Men who slash with axes in Oregon woods need not be chary of fuel. They fling together boles and branches enough to keep any man's domestic Lares warm for a winter. And over this vast pyre flame takes its splendid pleasure with corybantic dances and roaring paeans of victory. Fire, encouraged to do its work fully, leaves no unsightly grim corpses on the field. The glow of embers wastes into the pallor of thin ashes; and winds may clear the spot, drifting away and sprinkling upon brother trees faint, filmy relics of their departed brethren...

While fantastic flashes were still leaping up and illumining the black circuit of forest, every man made his bed, laid down his blankets in starry bivouac, and slept like a mummy. The camp became vocal with snores; nasal with snores of various calibre with the forest... They died away into the music of my dreams, a few moments seemed to pass, and it was day.

The road-builders had insisted that I should be their guest (for breakfast), partaking not only of the fire, air and water of their bivouac, but of an honorable share at their feast. Hardly had the snoring of the snorers ceased when the frying of the fryers began...In the pearly gray mists of dawn, purple shirts were seen busy about the kindling pile; in the golden haze of sunrise, cooks brandishing pans over fierce coals raking from the red hot jaws of flame that champed their breakfast of fir logs.

Rashers, doughboys, not without molasses, and coffee, a bill of fare identical with last night's were our morning meal, but there was absolute change of circumstance to prevent monotony.

We had daylight instead of firelight, freshness instead of fatigue, and every man flaunted a motto of "Up and doing!" ...instead of trailing a drooping flag, inscribed with "Done in."

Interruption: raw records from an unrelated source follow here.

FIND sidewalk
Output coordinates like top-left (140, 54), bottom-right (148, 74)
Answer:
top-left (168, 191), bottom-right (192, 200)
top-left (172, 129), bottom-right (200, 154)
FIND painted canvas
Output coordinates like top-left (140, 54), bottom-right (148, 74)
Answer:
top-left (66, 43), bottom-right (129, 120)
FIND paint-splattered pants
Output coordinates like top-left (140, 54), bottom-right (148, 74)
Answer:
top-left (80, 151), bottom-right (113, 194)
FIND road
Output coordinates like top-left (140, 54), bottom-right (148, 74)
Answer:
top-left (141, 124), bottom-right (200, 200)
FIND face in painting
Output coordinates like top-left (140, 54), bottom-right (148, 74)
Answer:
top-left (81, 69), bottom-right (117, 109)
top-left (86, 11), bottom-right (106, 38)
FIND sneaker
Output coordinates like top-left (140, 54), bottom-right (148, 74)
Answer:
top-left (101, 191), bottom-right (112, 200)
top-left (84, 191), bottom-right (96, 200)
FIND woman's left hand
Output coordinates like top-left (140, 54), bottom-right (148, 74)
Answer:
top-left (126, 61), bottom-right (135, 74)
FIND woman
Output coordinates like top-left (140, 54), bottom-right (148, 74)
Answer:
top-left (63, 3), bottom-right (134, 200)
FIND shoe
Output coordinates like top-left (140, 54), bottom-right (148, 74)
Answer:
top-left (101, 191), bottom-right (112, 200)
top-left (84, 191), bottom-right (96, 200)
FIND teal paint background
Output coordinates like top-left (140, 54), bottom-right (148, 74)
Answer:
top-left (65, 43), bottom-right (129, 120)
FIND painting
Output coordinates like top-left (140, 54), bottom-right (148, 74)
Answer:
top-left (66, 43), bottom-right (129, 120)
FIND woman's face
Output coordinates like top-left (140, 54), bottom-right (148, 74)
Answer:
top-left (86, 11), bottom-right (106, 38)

As I started the woodsmen gave me a salute. Down, to echo my shout of farewell, went a fir of fifty years standing. It cracked sharp, like the report of a howitzer and crashed downward, filling the woods with shattered branches. Under cover of this first shot, I dashed at the woods. I could ride more boldly forward into savageness, knowing that the front ranks of my nation were following close behind.

Theodore Winthrop, The Canoe and The Saddle. Portland, Binfords and Mort, 1955, ppgs. 74-76.


A NOTE ON A NACHES PIONEER OF 1853 BY EDWARD J. ALLEN


...Through the opening I discerned advancing
Toward me-a solitary horseman-
All dreary was his semblance,
And little was his pride;
His one foot in his stirrup hung,
The other waved beside;
His hat was hanging o'er his eye,
Simple was his array;
A sorrier, sadder man than he
Rode never a rainy day.

The most forlorn individual I had ever seen. He was a haggard, despairing, wistful, forlorn-looking unfortunate. I do not think seriously he had strength enough left to kick a gooseberry a yard before him. His story was soon told. He was one of the advance emigration, who had ridden on to solicit provisions for his starving comrades behind.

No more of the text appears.